Lawmaker seeks to untangle regulations on African-American hair-braiding


When the Indiana General Assembly started regulating hair-braiding salons in 1997, Nicole Barnes-Thomas lost her job, her apartment and, quickly, her life unraveled.

Once self-sufficient, she struggled to find work for about a year, then took an office job, though she says it’s not what she’d prefer to do.

“It was devastating to say the least,” said Barnes-Thomas, who saw Indiana’s strict regulation of an African-American tradition as being culturally insensitive at the least and economically devastating at most.

But now Barnes-Thomas has a new ally, one who may seem unusual in these politically polarized times.

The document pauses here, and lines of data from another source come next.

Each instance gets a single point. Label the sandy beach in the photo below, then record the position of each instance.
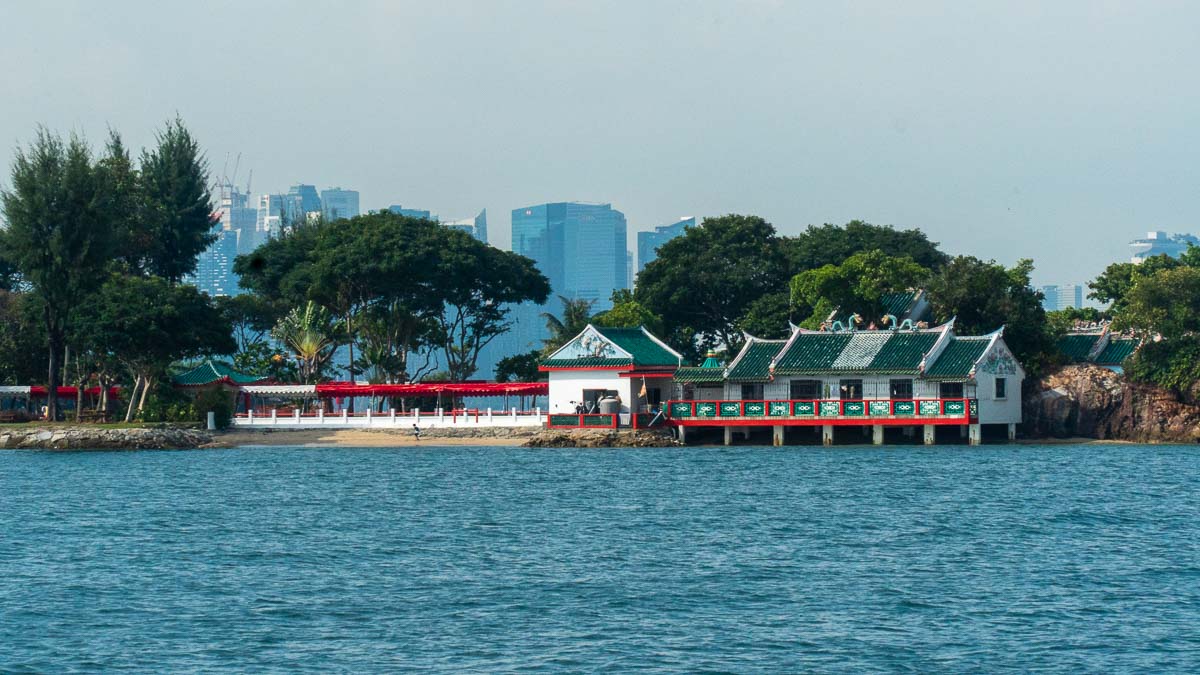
(349, 438)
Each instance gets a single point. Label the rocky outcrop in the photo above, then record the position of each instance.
(1095, 402)
(100, 438)
(600, 438)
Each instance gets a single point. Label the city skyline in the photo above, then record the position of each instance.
(1090, 142)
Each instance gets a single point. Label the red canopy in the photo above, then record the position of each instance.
(70, 392)
(435, 388)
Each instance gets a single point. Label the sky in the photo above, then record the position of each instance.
(1056, 131)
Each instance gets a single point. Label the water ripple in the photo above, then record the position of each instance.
(1051, 559)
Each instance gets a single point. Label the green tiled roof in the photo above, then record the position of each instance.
(645, 350)
(957, 358)
(754, 363)
(869, 351)
(1117, 351)
(694, 374)
(588, 362)
(897, 303)
(1077, 347)
(903, 353)
(214, 371)
(811, 352)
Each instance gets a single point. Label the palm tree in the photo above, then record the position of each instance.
(576, 316)
(311, 335)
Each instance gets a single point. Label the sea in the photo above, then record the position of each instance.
(1056, 559)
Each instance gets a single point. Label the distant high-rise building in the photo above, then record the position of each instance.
(579, 246)
(474, 226)
(214, 267)
(648, 242)
(411, 213)
(337, 203)
(1161, 243)
(1062, 297)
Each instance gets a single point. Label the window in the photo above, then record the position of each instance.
(805, 389)
(901, 388)
(951, 390)
(592, 398)
(751, 392)
(851, 389)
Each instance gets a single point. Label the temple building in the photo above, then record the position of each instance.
(911, 377)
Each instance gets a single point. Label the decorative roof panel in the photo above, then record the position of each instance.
(957, 359)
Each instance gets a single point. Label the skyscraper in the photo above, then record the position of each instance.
(477, 226)
(1161, 243)
(579, 246)
(303, 199)
(337, 203)
(411, 213)
(1062, 297)
(648, 242)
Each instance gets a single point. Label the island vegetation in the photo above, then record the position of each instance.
(97, 248)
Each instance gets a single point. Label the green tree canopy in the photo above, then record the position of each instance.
(147, 323)
(628, 312)
(985, 296)
(857, 286)
(705, 281)
(832, 244)
(59, 234)
(177, 208)
(1115, 282)
(575, 316)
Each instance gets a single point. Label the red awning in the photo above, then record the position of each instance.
(70, 392)
(435, 388)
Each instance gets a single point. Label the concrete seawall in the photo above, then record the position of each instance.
(101, 438)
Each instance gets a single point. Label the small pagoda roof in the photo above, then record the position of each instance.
(210, 372)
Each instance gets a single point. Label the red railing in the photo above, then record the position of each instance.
(959, 410)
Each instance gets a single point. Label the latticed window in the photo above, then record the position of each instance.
(951, 389)
(751, 392)
(804, 389)
(900, 388)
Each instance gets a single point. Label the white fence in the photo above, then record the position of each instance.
(439, 418)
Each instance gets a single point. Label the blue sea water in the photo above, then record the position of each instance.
(1008, 557)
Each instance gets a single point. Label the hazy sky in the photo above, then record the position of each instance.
(1048, 130)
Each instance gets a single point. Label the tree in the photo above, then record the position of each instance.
(519, 368)
(703, 282)
(628, 312)
(1165, 304)
(477, 284)
(769, 316)
(1115, 282)
(59, 234)
(312, 335)
(148, 323)
(832, 244)
(177, 203)
(985, 296)
(857, 286)
(575, 317)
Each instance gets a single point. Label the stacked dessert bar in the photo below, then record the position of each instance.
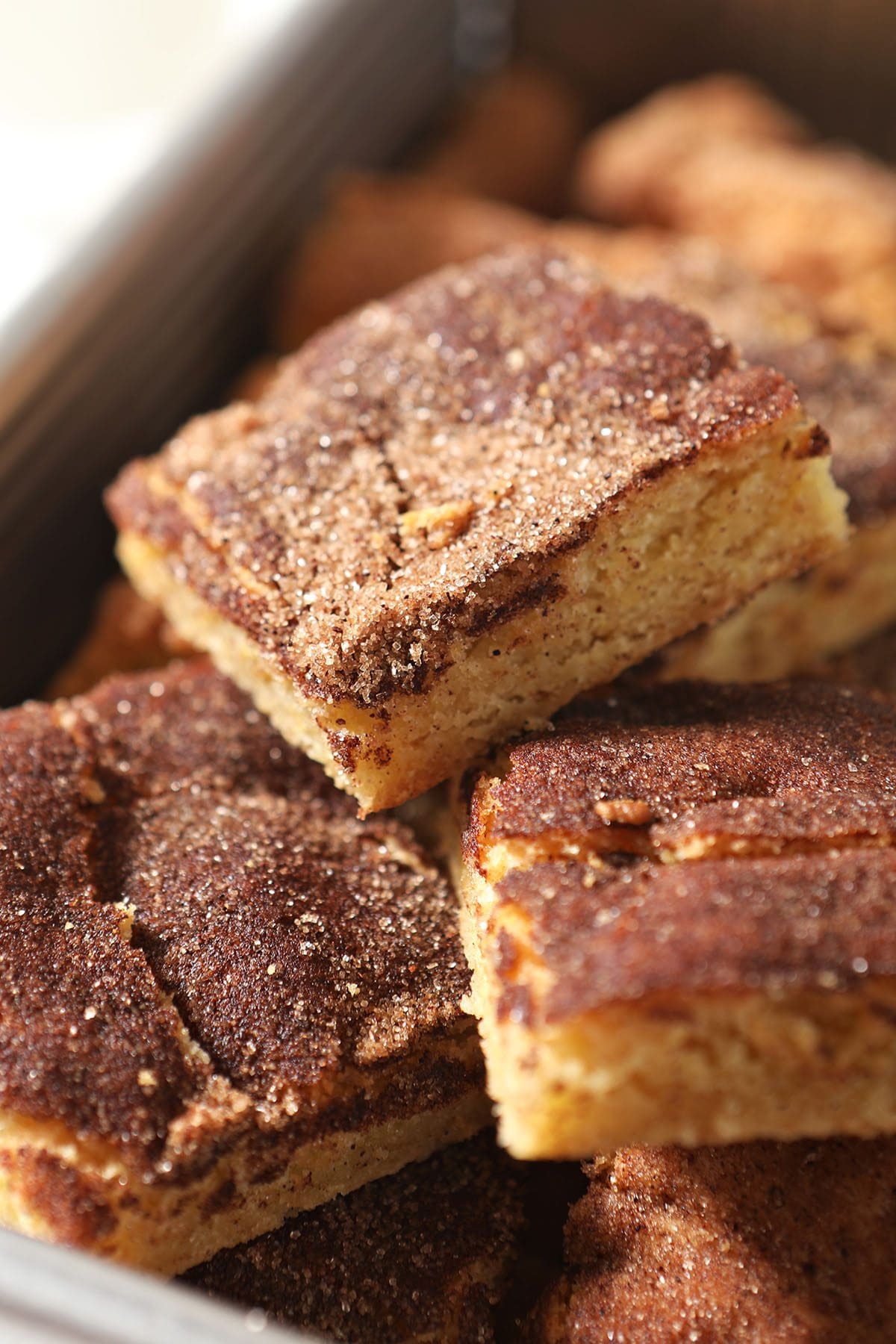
(472, 794)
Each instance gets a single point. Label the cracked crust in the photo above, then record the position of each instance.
(849, 388)
(781, 1242)
(195, 865)
(676, 906)
(421, 1256)
(534, 405)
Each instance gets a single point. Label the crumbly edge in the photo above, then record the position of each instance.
(793, 624)
(679, 1068)
(685, 550)
(84, 1194)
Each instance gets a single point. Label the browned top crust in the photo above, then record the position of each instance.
(423, 1253)
(246, 882)
(381, 231)
(696, 761)
(625, 166)
(847, 386)
(788, 1243)
(805, 921)
(519, 394)
(689, 838)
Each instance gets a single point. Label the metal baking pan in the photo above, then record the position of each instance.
(164, 308)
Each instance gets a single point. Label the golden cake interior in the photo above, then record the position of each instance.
(225, 999)
(676, 909)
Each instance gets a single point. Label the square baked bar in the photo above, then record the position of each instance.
(222, 996)
(848, 386)
(422, 1256)
(722, 158)
(460, 507)
(679, 913)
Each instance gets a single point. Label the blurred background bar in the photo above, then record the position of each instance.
(137, 320)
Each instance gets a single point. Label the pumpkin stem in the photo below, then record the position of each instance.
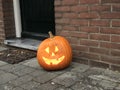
(50, 34)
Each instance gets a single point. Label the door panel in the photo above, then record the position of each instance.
(37, 17)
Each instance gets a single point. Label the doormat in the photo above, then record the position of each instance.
(15, 55)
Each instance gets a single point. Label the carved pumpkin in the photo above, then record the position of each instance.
(54, 53)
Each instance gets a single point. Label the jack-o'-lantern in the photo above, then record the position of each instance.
(54, 53)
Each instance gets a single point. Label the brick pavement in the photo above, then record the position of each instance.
(28, 75)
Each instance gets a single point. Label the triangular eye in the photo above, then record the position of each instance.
(56, 49)
(47, 49)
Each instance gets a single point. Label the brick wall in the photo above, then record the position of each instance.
(2, 34)
(93, 29)
(7, 26)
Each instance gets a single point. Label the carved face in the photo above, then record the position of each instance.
(54, 53)
(53, 56)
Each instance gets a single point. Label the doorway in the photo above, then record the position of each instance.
(37, 18)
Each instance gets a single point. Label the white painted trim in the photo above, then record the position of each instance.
(17, 16)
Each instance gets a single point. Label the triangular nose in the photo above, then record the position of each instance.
(53, 54)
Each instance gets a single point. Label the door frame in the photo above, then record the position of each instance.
(17, 17)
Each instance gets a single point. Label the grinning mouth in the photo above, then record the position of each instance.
(53, 61)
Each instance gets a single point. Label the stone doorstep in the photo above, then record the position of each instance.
(26, 43)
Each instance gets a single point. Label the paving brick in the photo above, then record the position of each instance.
(107, 84)
(81, 86)
(24, 71)
(67, 79)
(45, 77)
(80, 68)
(30, 85)
(4, 78)
(118, 87)
(47, 86)
(32, 63)
(2, 48)
(2, 63)
(21, 80)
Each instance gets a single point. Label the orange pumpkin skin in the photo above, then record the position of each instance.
(54, 53)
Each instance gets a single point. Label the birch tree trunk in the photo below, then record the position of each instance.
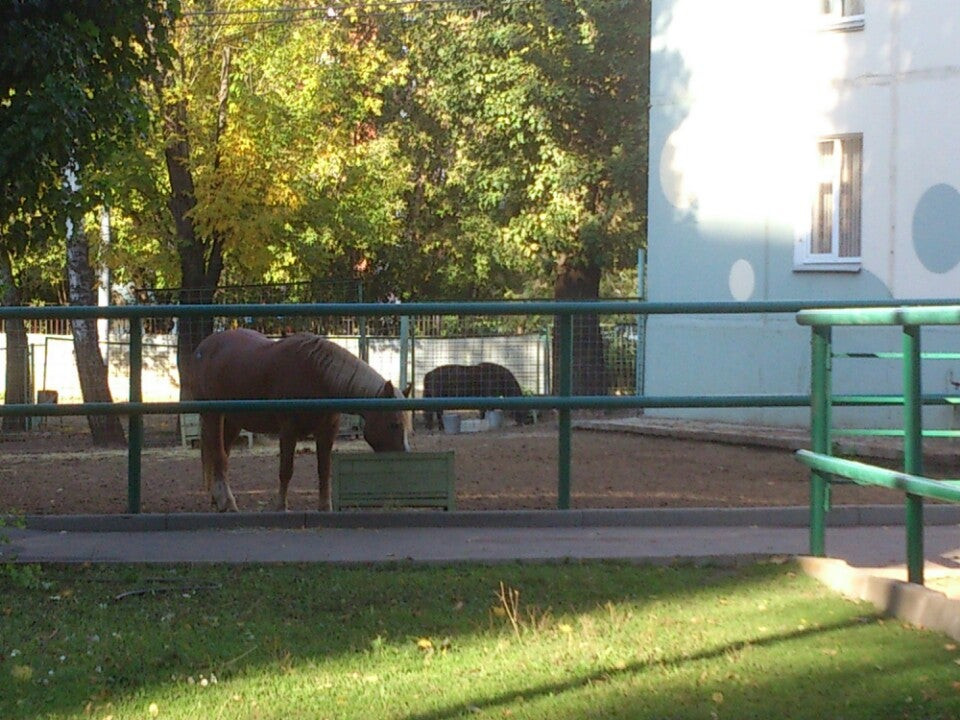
(18, 353)
(105, 430)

A white conservative Republican lawmaker from Elkhart, Timothy Wesco, has taken up her cause of hair braiding, a move that is being repeated across the country.

Already, 20 states have ceased regulating the practice, and bills are pending in Missouri, New Hampshire and New Jersey.

Hair-braiding salons are just one of many businesses Republican lawmakers are hoping to deregulate, with Indiana lawmakers considering changes in the licenses of psychologists, mental health counselors and social workers. But hair braiding, which has been an African tradition for thousands of years, is an industry with a nontraditional constituency for most Republican lawmakers.